Dead Rhetoric: You guys just hit 20 years. What do you feel has been key in Unearth’s success?
Phipps: For us, it has just been perseverance. It’s just what the band wants to do. We want to get out here, through thick and thin. We’ve had a lot of great opportunities, and a lot of down times, but we are still here and have been on 6 continents. It’s the 7th record, with 2 EPs, a DVD, and a gold record. We are still kicking and this record has a lot behind it. We are going for it, and this is what we love to do. On top of it all, I think people keep coming back to us because of our live show. We put all we have into it every night. These shows should be an escape from everyday life, whether its work or school, coming out to an Unearth show should be fun, it should be a party where you can let loose.
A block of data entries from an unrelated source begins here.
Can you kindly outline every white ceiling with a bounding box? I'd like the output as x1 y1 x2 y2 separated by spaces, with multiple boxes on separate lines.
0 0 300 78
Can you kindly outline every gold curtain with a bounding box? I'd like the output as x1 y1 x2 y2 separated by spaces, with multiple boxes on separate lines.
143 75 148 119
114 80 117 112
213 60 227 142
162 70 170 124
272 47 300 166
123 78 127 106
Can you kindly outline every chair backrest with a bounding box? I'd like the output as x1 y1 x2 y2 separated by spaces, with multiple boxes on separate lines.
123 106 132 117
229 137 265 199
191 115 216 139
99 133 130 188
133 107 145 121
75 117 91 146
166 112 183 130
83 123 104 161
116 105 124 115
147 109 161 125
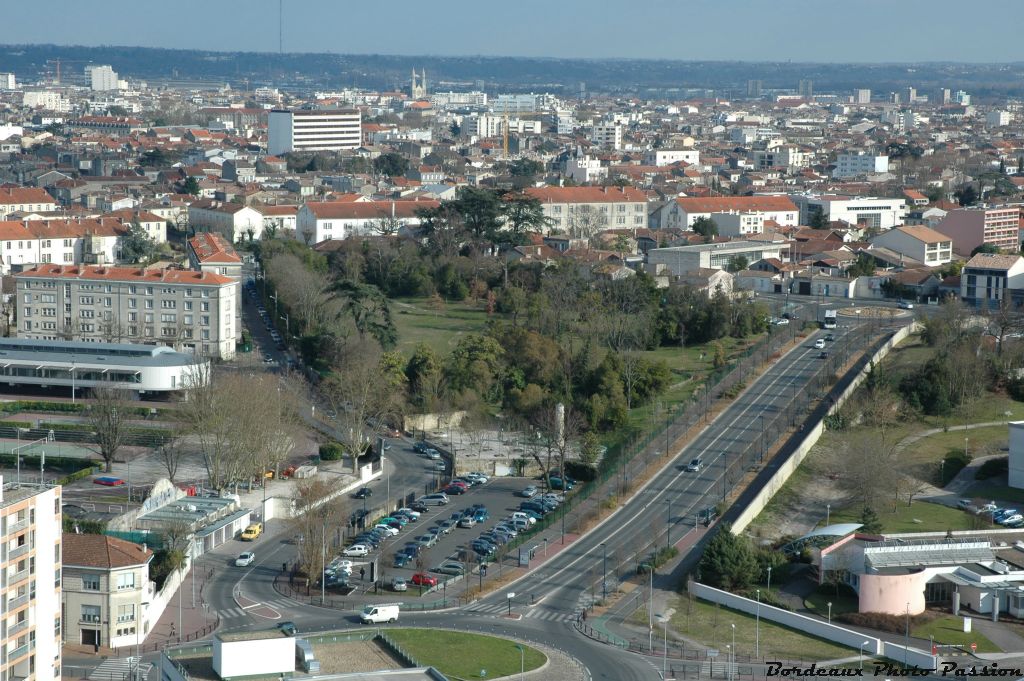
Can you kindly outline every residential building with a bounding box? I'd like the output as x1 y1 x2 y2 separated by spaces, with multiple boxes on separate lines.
659 196 800 229
0 478 66 681
643 148 700 166
188 199 263 244
871 225 953 267
0 186 57 220
61 534 156 648
525 186 647 239
961 253 1024 308
295 201 440 246
647 241 790 276
267 109 362 156
85 65 118 92
711 211 765 237
935 206 1021 255
14 264 238 359
790 194 906 231
833 152 889 178
590 123 623 151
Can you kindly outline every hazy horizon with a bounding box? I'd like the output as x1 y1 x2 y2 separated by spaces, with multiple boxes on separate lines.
8 0 1024 62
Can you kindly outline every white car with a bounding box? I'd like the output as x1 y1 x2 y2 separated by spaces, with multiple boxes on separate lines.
341 544 370 557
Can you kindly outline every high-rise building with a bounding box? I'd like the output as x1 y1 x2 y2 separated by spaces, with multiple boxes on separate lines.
0 477 63 681
267 109 362 156
85 65 118 92
409 69 427 99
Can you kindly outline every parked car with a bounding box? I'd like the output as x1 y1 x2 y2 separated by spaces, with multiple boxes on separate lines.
411 572 437 587
341 544 370 557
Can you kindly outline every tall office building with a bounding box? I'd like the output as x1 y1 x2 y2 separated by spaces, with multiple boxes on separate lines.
267 109 362 156
85 65 118 92
0 474 63 681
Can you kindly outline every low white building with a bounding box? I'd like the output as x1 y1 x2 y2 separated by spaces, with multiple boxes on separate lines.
833 152 889 177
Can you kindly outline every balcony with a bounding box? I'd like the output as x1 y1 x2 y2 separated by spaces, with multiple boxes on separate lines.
6 518 31 535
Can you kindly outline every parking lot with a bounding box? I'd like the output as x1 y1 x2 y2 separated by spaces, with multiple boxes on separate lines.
331 473 569 596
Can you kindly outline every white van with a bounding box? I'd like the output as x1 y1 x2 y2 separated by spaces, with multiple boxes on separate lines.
359 603 399 625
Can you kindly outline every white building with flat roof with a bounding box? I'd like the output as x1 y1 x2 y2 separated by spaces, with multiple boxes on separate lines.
267 109 362 156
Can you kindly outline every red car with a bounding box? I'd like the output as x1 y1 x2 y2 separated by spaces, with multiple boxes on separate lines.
410 572 437 587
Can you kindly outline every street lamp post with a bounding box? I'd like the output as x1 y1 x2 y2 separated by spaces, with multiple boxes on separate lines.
601 542 608 600
754 589 761 657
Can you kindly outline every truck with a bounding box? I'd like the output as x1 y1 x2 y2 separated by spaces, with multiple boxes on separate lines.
359 603 401 625
821 309 836 329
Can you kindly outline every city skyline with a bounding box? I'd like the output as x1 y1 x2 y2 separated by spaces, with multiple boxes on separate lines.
6 0 1024 63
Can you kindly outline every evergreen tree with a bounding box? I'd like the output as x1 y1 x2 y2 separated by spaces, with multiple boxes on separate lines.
700 523 759 592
Dead Rhetoric: True. It sounds cliché but going to see Unearth, in my opinion, has always been an experience. There’s a certain energy that you guys have live.
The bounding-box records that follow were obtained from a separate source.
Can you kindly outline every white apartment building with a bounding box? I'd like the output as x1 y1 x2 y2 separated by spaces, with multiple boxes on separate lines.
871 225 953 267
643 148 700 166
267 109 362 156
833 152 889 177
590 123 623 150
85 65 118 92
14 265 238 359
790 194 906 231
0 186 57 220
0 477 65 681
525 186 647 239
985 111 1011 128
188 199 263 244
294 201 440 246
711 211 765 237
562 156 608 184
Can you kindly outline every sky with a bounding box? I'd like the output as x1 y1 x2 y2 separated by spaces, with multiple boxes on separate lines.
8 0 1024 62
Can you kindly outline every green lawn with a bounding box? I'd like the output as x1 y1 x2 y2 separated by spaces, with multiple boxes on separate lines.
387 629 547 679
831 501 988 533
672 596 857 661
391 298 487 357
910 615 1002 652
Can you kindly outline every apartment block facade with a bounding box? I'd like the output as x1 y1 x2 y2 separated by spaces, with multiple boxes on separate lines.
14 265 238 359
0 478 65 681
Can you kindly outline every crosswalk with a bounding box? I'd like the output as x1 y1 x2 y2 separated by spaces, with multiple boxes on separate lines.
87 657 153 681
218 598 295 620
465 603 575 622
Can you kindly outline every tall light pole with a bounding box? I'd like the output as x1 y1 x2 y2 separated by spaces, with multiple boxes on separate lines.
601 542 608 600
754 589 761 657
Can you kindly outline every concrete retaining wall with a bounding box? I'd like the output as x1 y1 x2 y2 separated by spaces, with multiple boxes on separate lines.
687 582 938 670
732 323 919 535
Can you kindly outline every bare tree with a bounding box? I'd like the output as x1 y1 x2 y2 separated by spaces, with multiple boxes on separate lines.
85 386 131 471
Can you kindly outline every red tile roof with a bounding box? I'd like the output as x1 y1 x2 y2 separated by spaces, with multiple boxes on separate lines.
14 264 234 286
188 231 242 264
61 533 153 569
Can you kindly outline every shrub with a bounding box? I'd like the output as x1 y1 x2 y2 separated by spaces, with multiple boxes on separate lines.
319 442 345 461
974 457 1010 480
Phipps: It’s all about our upbringing and listening to bands and seeing shows growing up. We took what we thought was the best part of these bands and just going from there. A band like Pantera was always partying and having a lot of fun. A band like Murphy’s Law, on the hardcore side, were throwing beers to the crowd and each other and just letting loose. We used to drink heavy like that, and we still booze it up, but it’s tough to maintain over the years at that level. But we still bring the party. We try to have fun. Where my lyrics might dip into some heavy topics, I don’t preach about it onstage. If people want to take something from it, that’s what I’m going for, but I want people to be more of in a party atmosphere in our gigs.
Dead Rhetoric: What do you recall about the time around Endless and The Oncoming Storm?
Phipps: It was an exciting time. We were just starting to get some good opportunities, and then we wrote the song “Endless.” Things seemed to kind of jump off for us after that. We made an impact and got signed to Metal Blade Records shortly thereafter. From there, things just kind of took off. It was a lot of fun. We were kids, we were hungry, and still are hungry [laughs] though we are older now. It was a cool time and I remember it quite fondly.
Dead Rhetoric: You are a craft beer fan. Have you ever tried homebrewing?
Phipps: I have not tried it yet. A buddy of mine tried it and he wasn’t a huge fan of it. I would like to dip into it. It is fun though, just going out and trying different craft beers. It’s a lot different than sitting down with your average light beer. Those are fine, but it’s just a whole different experience having some craft beer and getting a different taste each time. Sometimes you win and sometimes you lose.
Dead Rhetoric: What plans do you have in motion for next year?
Phipps: We just announced a co-headlining tour in Europe for March and April  with Darkest Hour. That will be fun, and I believe we might take it into Canada as well before we leave for Europe in February. After that, we are looking to go through all the territories that we hit before. Probably sometime in 2019, or it might be 2020 depending on timing, but we are looking to go back to Australia, China, Japan, South America, and Mexico. And of course, we are searching for a US tour for next year too. We’ll be active out there supporting Extinction(s).